Amazon is piloting worker healthcare clinics near its warehouses

Amazon this morning announced a partnership with Crossover Health to build worker healthcare facilities near its fulfillment centers. The plan is still in a pilot phase, as the e-commerce giant employs the services of Crossover, which builds clinics for corporate clients. The startup has built such facilities for Apple and Facebook, and was even rumored to be a potential target for an Apple acquisition a few years back.

Amazon’s first such Neighborhood Health Center has opened in Texas’s Dallas-Fort Worth, potentially serving up to 20,000 employees, half of whom work for Amazon operations. The company says it plans to open 20 such centers in five cities for the initial phase, bringing the total potential coverage up to 115,000. The other cities are: Phoenix, Louisville, Detroit and California’s San Bernardino-Moreno Valley. If things go well, more locations will be added.

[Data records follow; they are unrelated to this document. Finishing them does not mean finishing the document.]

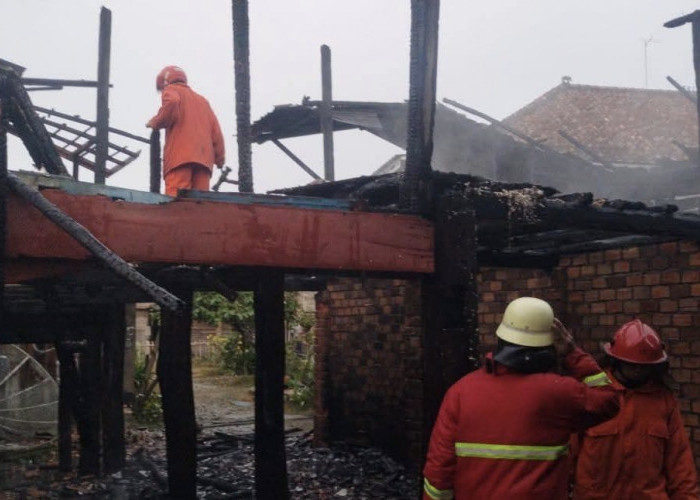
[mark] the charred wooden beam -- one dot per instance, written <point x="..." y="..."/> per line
<point x="78" y="119"/>
<point x="296" y="159"/>
<point x="241" y="50"/>
<point x="55" y="82"/>
<point x="102" y="126"/>
<point x="415" y="189"/>
<point x="326" y="114"/>
<point x="450" y="300"/>
<point x="67" y="400"/>
<point x="155" y="161"/>
<point x="92" y="244"/>
<point x="270" y="456"/>
<point x="3" y="205"/>
<point x="29" y="127"/>
<point x="694" y="19"/>
<point x="685" y="92"/>
<point x="113" y="443"/>
<point x="88" y="410"/>
<point x="175" y="379"/>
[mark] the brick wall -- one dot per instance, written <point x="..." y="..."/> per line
<point x="597" y="292"/>
<point x="369" y="365"/>
<point x="369" y="345"/>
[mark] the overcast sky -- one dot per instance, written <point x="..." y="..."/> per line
<point x="494" y="55"/>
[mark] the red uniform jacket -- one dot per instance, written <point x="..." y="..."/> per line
<point x="504" y="435"/>
<point x="192" y="133"/>
<point x="641" y="454"/>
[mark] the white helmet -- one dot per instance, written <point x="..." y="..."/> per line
<point x="527" y="321"/>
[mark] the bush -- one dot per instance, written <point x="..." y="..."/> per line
<point x="147" y="407"/>
<point x="300" y="370"/>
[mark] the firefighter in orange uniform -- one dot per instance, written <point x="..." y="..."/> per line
<point x="503" y="431"/>
<point x="193" y="139"/>
<point x="642" y="453"/>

“Across the U.S., an increasing number of patients do not have easy access to a primary care physician and instead utilize emergency or urgent care options, which is not only more expensive for patients, but also overlooks important preventative care opportunities,” the company’s HR VP Darcie Henry said in a release, addressing some much larger systemic issues with healthcare in the United States. 

Resources have, of course, been even more strained across the country of late as the COVID-19 pandemic shows no sign of stopping more than four months in. As designated essential workers, Amazon warehouse employees have been particularly at risk. And while the company has taken great pains to discuss its response to the virus, it has come under fire from workers, political office holders and members of the media for its handling of COVID-19.